There are several possible ways in which caspase-8 deficiency might contribute to tumor development. The enzyme plays a key role in the initiation of the extrinsic cell-death pathway, a process triggered by ligands of the TNF family that are mainly expressed by cytotoxic immune cells.5, 6 Its deficiency might therefore help tumor cells to evade immune surveillance. Caspase-8 also contributes to death processes triggered in epithelial cells upon their detachment from the extracellular matrix, raising the possibility that deficiency of caspase-8 in tumors increases their invasive capacity.7, 8, 9 Human neuroblastoma cells deficient in caspase-8 were indeed shown to penetrate chicken chorioallantoic membranes and generate metastases in chick embryos more effectively when they were deficient in caspase-8.10 Caspase-8 also contributes, by mechanisms not yet well understood, to various nonapoptotic cellular functions (see, e.g., Salmena et al.11 and Kang et al.12). Such effects might well also contribute to tumor development.
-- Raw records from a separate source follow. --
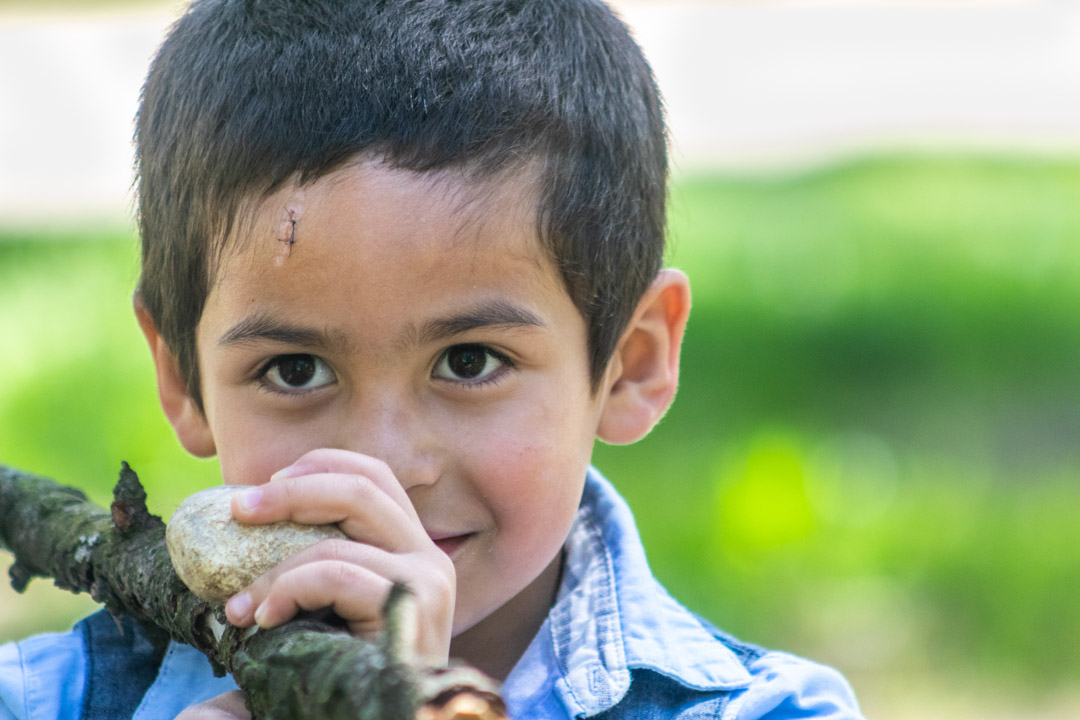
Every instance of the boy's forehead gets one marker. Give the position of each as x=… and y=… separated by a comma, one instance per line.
x=379, y=195
x=443, y=213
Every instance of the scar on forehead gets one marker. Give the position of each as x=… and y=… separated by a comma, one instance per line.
x=286, y=233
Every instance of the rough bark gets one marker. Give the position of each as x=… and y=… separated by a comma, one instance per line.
x=302, y=668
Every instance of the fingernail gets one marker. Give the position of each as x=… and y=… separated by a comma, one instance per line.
x=260, y=614
x=239, y=606
x=250, y=499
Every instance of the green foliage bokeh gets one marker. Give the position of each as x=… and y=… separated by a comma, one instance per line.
x=874, y=452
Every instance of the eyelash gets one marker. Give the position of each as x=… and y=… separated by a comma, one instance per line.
x=277, y=362
x=495, y=377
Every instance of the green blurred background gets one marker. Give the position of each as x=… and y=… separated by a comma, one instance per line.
x=873, y=459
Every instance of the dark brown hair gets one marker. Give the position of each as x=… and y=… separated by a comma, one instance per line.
x=245, y=94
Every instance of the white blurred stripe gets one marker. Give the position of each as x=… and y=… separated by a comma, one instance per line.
x=748, y=84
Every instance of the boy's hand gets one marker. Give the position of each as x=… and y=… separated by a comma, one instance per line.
x=229, y=706
x=387, y=544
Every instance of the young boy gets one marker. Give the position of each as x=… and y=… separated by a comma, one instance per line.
x=401, y=268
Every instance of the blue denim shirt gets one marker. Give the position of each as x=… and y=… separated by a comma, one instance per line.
x=615, y=646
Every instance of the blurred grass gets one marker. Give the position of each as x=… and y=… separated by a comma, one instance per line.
x=872, y=461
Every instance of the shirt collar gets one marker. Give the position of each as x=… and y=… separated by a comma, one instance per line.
x=611, y=615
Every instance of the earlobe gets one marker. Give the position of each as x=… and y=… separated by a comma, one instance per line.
x=184, y=415
x=644, y=370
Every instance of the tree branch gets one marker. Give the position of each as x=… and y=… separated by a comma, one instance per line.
x=287, y=673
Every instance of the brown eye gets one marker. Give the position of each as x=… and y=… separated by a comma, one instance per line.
x=470, y=364
x=467, y=361
x=298, y=371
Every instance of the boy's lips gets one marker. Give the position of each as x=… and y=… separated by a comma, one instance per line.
x=450, y=543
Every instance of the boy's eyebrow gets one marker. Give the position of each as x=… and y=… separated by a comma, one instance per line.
x=494, y=314
x=267, y=327
x=498, y=313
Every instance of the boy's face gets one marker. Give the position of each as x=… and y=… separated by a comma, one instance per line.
x=417, y=320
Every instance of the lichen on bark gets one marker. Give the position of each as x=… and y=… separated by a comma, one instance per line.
x=287, y=673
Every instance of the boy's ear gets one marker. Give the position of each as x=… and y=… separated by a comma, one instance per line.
x=188, y=421
x=643, y=374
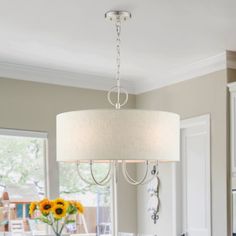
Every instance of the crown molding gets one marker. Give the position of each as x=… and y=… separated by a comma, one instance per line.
x=88, y=81
x=200, y=68
x=58, y=77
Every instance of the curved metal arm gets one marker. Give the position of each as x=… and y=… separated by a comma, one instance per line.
x=102, y=182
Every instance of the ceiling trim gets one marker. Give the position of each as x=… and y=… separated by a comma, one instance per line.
x=200, y=68
x=58, y=77
x=88, y=81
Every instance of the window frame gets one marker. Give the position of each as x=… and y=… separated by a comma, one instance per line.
x=32, y=134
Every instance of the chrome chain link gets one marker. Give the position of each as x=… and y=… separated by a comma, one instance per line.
x=118, y=88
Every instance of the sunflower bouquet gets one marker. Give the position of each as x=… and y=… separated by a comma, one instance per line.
x=56, y=213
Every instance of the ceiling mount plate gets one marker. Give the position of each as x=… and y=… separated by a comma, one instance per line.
x=118, y=15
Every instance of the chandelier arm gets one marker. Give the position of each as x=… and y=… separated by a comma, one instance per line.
x=81, y=176
x=154, y=174
x=105, y=180
x=129, y=179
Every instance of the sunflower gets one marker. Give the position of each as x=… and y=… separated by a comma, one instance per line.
x=80, y=207
x=59, y=211
x=32, y=208
x=60, y=201
x=45, y=206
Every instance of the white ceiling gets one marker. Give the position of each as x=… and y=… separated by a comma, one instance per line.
x=69, y=42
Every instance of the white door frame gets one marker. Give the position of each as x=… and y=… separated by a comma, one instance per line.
x=187, y=123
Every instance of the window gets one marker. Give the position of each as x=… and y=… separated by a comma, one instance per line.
x=22, y=175
x=96, y=199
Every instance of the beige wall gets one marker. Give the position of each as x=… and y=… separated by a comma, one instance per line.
x=34, y=106
x=203, y=95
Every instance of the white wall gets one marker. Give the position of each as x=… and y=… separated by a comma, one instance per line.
x=203, y=95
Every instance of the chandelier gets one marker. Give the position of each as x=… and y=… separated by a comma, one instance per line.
x=118, y=135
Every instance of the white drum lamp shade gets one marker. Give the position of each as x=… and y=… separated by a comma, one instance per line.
x=131, y=135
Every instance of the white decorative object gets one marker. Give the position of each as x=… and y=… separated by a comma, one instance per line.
x=118, y=135
x=131, y=135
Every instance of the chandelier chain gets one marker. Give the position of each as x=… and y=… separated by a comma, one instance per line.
x=118, y=43
x=118, y=89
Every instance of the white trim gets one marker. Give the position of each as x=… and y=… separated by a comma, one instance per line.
x=232, y=86
x=93, y=81
x=200, y=68
x=23, y=133
x=174, y=203
x=187, y=123
x=59, y=77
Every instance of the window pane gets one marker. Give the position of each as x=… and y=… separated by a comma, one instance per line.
x=22, y=177
x=96, y=199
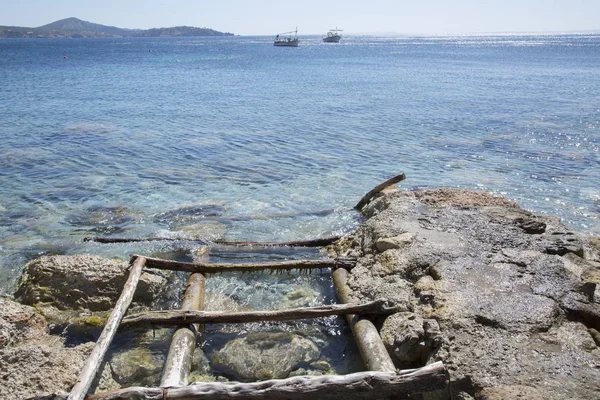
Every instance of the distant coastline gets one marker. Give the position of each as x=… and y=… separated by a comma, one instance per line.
x=76, y=28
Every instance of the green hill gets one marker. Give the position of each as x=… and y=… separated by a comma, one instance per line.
x=76, y=28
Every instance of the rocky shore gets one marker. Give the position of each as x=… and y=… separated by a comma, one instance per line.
x=508, y=300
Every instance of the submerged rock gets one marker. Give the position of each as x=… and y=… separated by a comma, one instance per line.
x=264, y=355
x=19, y=322
x=135, y=367
x=82, y=282
x=508, y=300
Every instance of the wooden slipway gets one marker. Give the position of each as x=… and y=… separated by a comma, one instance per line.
x=380, y=381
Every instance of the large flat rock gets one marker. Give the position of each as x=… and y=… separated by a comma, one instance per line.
x=507, y=299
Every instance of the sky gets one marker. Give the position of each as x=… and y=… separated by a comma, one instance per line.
x=267, y=17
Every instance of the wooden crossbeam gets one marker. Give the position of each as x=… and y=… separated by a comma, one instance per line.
x=248, y=267
x=367, y=197
x=296, y=243
x=360, y=385
x=186, y=317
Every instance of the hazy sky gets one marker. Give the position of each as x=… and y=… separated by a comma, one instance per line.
x=266, y=17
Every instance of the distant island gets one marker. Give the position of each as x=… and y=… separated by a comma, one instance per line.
x=76, y=28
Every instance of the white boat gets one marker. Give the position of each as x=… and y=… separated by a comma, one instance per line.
x=333, y=36
x=291, y=40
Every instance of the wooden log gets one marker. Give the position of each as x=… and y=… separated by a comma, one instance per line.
x=179, y=359
x=170, y=317
x=366, y=198
x=202, y=267
x=297, y=243
x=361, y=385
x=87, y=375
x=372, y=349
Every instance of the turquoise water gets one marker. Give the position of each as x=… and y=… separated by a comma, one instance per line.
x=114, y=136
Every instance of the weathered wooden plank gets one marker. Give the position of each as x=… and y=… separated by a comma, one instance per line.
x=367, y=197
x=372, y=349
x=87, y=375
x=362, y=385
x=170, y=317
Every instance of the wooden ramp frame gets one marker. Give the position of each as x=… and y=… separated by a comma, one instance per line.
x=381, y=381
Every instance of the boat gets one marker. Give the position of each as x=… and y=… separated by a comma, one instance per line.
x=291, y=40
x=333, y=36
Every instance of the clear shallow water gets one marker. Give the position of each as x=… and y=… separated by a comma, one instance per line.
x=121, y=131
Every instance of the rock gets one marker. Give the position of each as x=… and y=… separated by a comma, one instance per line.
x=396, y=242
x=207, y=230
x=304, y=296
x=505, y=298
x=19, y=322
x=410, y=338
x=41, y=367
x=82, y=282
x=137, y=366
x=264, y=355
x=510, y=392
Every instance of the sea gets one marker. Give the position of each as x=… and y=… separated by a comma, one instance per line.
x=231, y=137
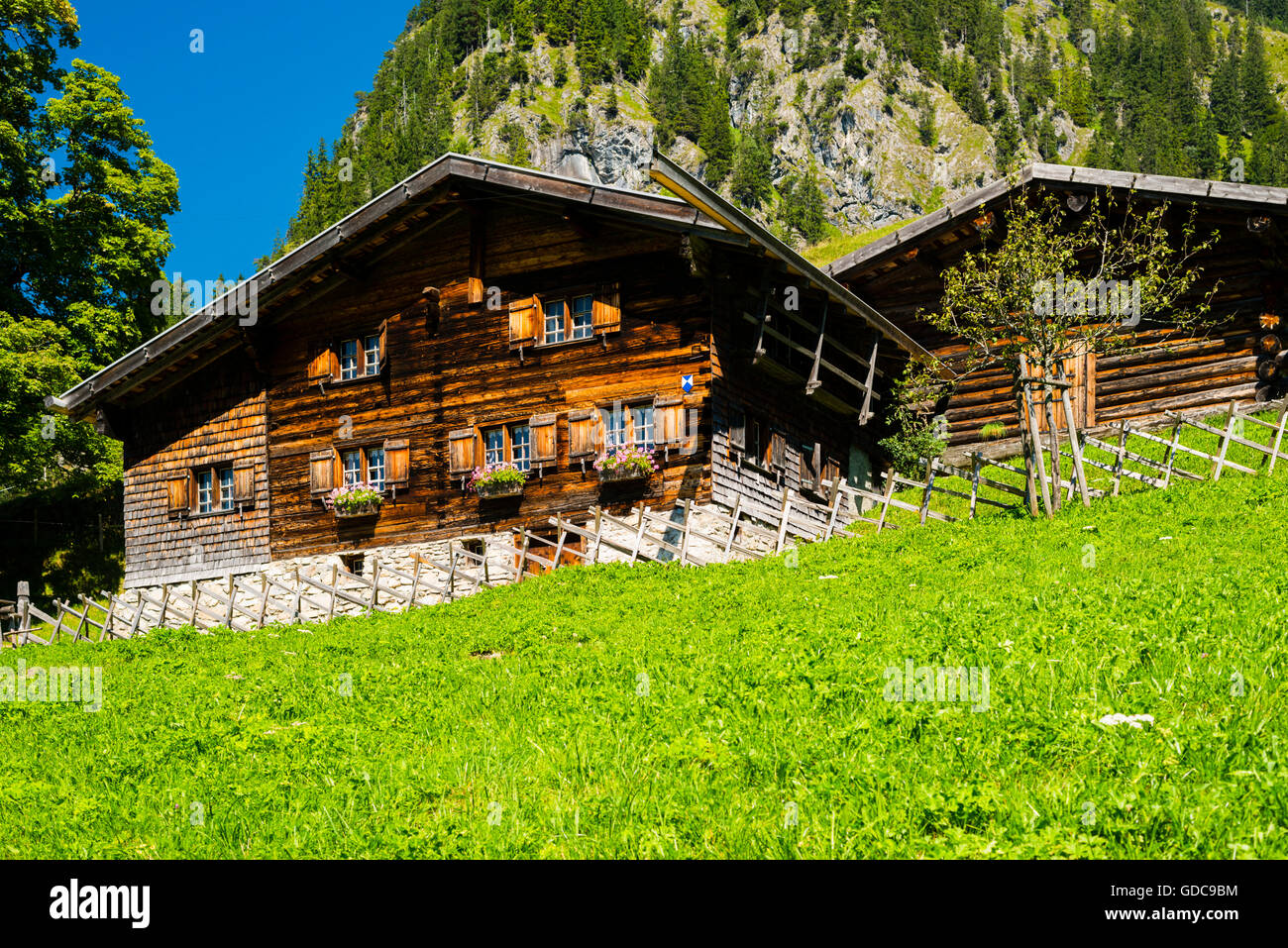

To explore the mechanisms by which caspase-8 deficiency contributes to tumor development, we sought to determine whether this contribution operates in the context of destruction of the tumor cells by host immune-surveillance mechanisms or through a role of caspase-8 in the process of the oncogenic transformation itself.

Results

Caspase-8 plays a crucial role in the initiation of the extrinsic cell-death pathway.5, 6 In mice, which do not express the related enzyme caspase-10, this role of caspase-8 is also nonredundant.13 Fibroblasts generated from caspase-8-deficient mouse embryos are therefore resistant to death induction by ligands of the TNF family such as Fas ligand, even when sensitized to this cytotoxic effect by protein-synthesis blockers such as cycloheximide. In the absence of such death ligands, however, these fibroblasts do not appear to differ from fibroblasts derived from normal (i.e., caspase-8-expressing) embryos. They have similar morphology and grow at similar rates (Figure 1, data not shown).

Figure 1
figure 1

Appearance of the caspase-8+/+ and caspase-8−/− mouse embryonic fibroblasts (MEFs) and their response to Fas ligand. The cells were treated for 8 h with cycloheximide (CHI, 10 μg/ml) alone, or with CHI (10 μg/ml) and Fas ligand (1%)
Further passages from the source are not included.